Who We Are (Title subject to change) - Four years have passed and Kairi is nervously preparing to start college, alongside accomplishing other personal goals. It's summer vacation and to everyone's surprise, Sora returns. But he's changed so much that Kairi can't even hold a conversation with him. And why does he act like she doesn't exist? And what happens when Kairi finds herself falling for someone she never knew she'd ever like? When Trouble strikes for Namine and Roxas, will they let their relationship fall apart, or will they tough it out like they've always done? And what of Riku, who has just put his life back together but still feels empty inside?
Here are the comments:
I'd first like to thank Evil Genius Of The COCA. You were my first reviewer and stuck with me for awhile (lol, though I don't know where you went for the last few chaps) but whatev. You're awesome.
Second I'd like to thank MalcolmYuy. Ever since you first started reviewing I've enjoyed your reviews. They were always detailed and sweet, and I like that you always gave your honest opinion. You rock!
rutger5000, you're like one of my best friends here. You've reviewed every chapter I've written (which is pretty awesome, lol) but you've been more of a friend than just a reviewer. Love you!
Alantie Mistaniu, you're like an older sister. (I love how you call me 'hun', its cute) Thanks for all the hugs and encouragement. You're reviews always make me so happy. :) Thank you again!
Kupo3.0, you plain out rock. You're really nice and give long reviews (lol, I love em!) I've always loved receiving your reviews because you always leave detailed ones and tell me your favorite parts. I think of you as one of my best friends on here. :) You're just pretty damn cool.
DreamedSong, you're like the coolest kid I know. I've never really succeeded in talking to people a few years younger than me (I don't know…they think I'm weird, lol) But that's different with you. I love your reviews, they're awesome. Keep being cool, okay? You're really fun to talk to.
CreativeDreamer48, I missed you! I'm so glad you reviewed the last chapter or so. I've really missed your reviews. You've always left long detailed ones and they were always encouraging. It made me happy to read your reviews when I was upset or depressed. Thanks for being so nice and awesome!
Typical Sunday, you're really sweet. You're reviewers always make me happy and not feel so wretched about myself. I consider you one of my good friends on here. It's really hard to come by nice people, so I'm glad that I met you. :)
aquired.minds, pretty damn awesome. You rock, and have always made my day with your reviews. I pray that you stick around for the sequel, because I will greatly miss you if you don't.
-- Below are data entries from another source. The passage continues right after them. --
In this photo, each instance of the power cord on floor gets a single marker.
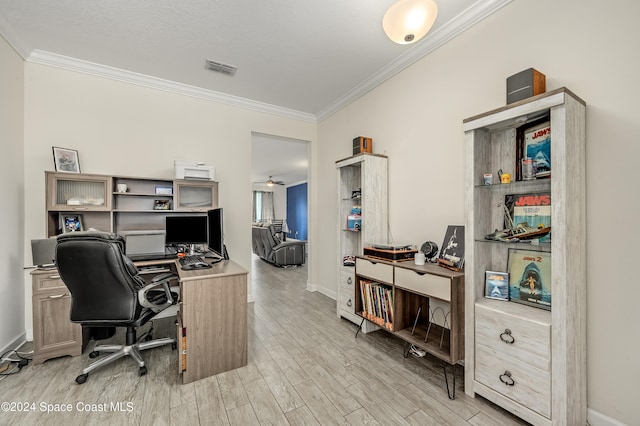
(12, 365)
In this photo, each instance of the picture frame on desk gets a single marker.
(66, 160)
(70, 222)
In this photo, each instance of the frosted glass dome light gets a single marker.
(407, 21)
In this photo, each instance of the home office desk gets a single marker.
(211, 318)
(211, 321)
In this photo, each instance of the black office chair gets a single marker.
(106, 291)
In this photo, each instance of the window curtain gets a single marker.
(263, 207)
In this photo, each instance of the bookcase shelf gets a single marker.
(538, 372)
(366, 173)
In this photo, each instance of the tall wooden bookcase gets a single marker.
(529, 361)
(362, 181)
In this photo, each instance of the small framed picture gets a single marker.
(530, 277)
(71, 222)
(533, 150)
(66, 160)
(496, 285)
(162, 205)
(164, 190)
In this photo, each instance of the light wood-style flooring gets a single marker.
(305, 368)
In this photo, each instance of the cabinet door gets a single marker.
(53, 332)
(80, 192)
(195, 196)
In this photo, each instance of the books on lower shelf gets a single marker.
(377, 303)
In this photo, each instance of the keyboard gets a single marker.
(193, 262)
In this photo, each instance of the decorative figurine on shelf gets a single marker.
(519, 232)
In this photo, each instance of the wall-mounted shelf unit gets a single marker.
(103, 207)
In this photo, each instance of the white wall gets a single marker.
(416, 119)
(123, 129)
(12, 330)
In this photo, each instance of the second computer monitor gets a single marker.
(186, 230)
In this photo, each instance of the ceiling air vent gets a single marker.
(220, 67)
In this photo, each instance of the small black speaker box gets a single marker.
(362, 144)
(525, 84)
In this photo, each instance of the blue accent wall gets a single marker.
(297, 219)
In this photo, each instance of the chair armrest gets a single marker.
(160, 281)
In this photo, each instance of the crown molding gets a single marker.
(466, 19)
(7, 32)
(90, 68)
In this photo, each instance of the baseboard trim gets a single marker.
(322, 290)
(15, 343)
(595, 418)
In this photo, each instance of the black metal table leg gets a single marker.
(359, 328)
(450, 393)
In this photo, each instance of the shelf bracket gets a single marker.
(359, 328)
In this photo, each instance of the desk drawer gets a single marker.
(426, 284)
(527, 342)
(375, 271)
(530, 387)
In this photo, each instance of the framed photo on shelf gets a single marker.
(164, 190)
(452, 252)
(71, 222)
(534, 209)
(496, 285)
(162, 205)
(530, 277)
(534, 143)
(66, 160)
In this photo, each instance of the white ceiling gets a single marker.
(300, 58)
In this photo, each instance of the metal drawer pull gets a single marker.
(57, 297)
(507, 337)
(506, 378)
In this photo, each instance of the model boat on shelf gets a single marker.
(520, 232)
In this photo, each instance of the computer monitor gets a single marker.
(186, 230)
(216, 232)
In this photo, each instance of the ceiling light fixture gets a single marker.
(407, 21)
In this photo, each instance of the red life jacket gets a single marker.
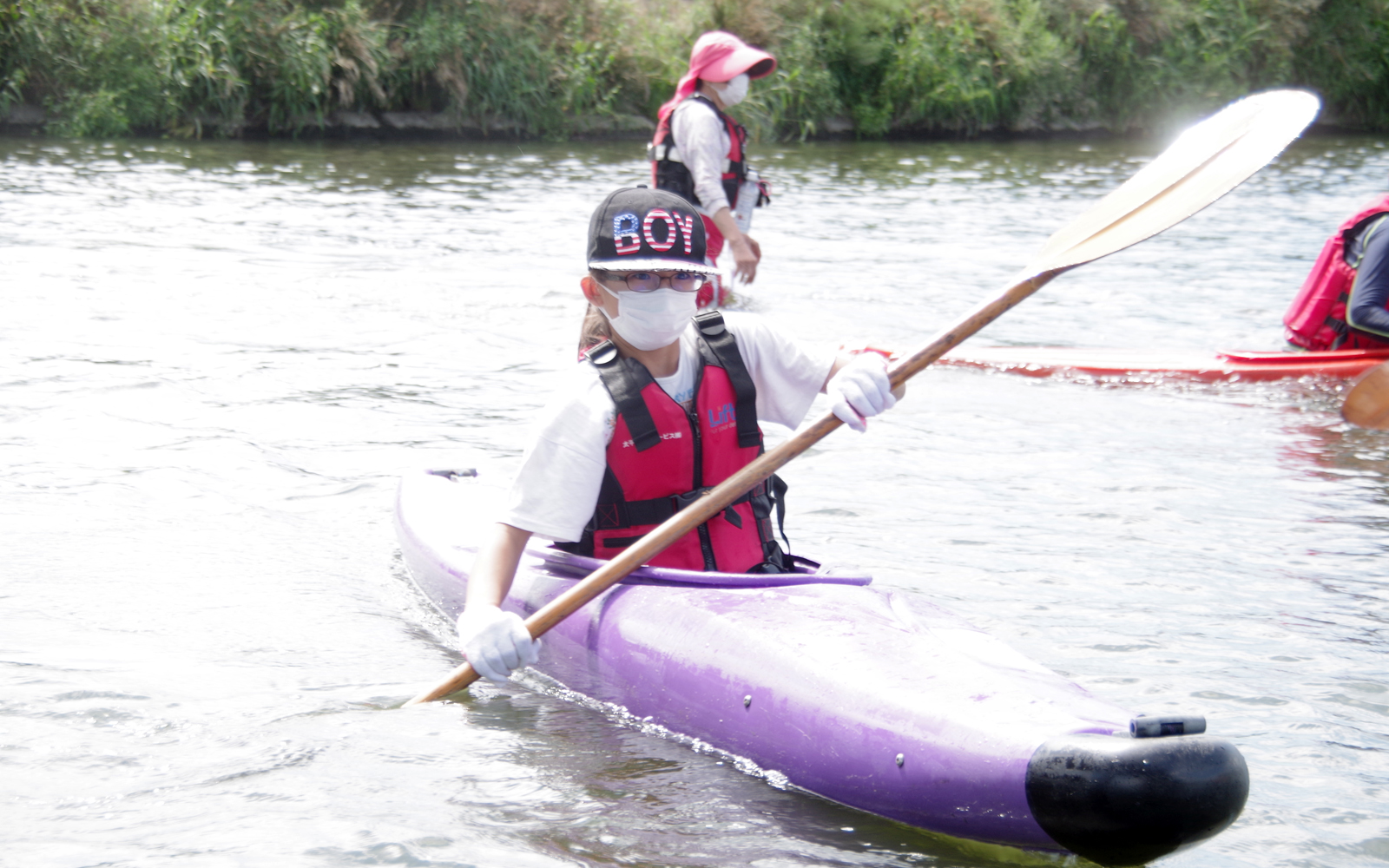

Anonymous reviewers, Isler, you're one of the coolest anonymous reviewers I've ever had review my story. Most leave small comments, or cruel comments. You? Not a bit. You're amazing, I love ya!
Angelofsweetness, your pen-name fits you, lol. You're really nice and sweet, one of my favorite reviewers and friends here. Thanks so much for reviewing; your comments really brightened my day!
snowyleopard, you're a special person and I worry about you sometimes. I hope things get better for you soon. Thanks so much for reviewing my story, I'm so happy you liked it and that it's helped you. You're one of my favorite people on here. :) –hugs-
A/N: -cries- I can't believe it's over. It's been fun, seriously. I'd like to thank you all once again for sticking with me even when the story got rough. I love you guys. :)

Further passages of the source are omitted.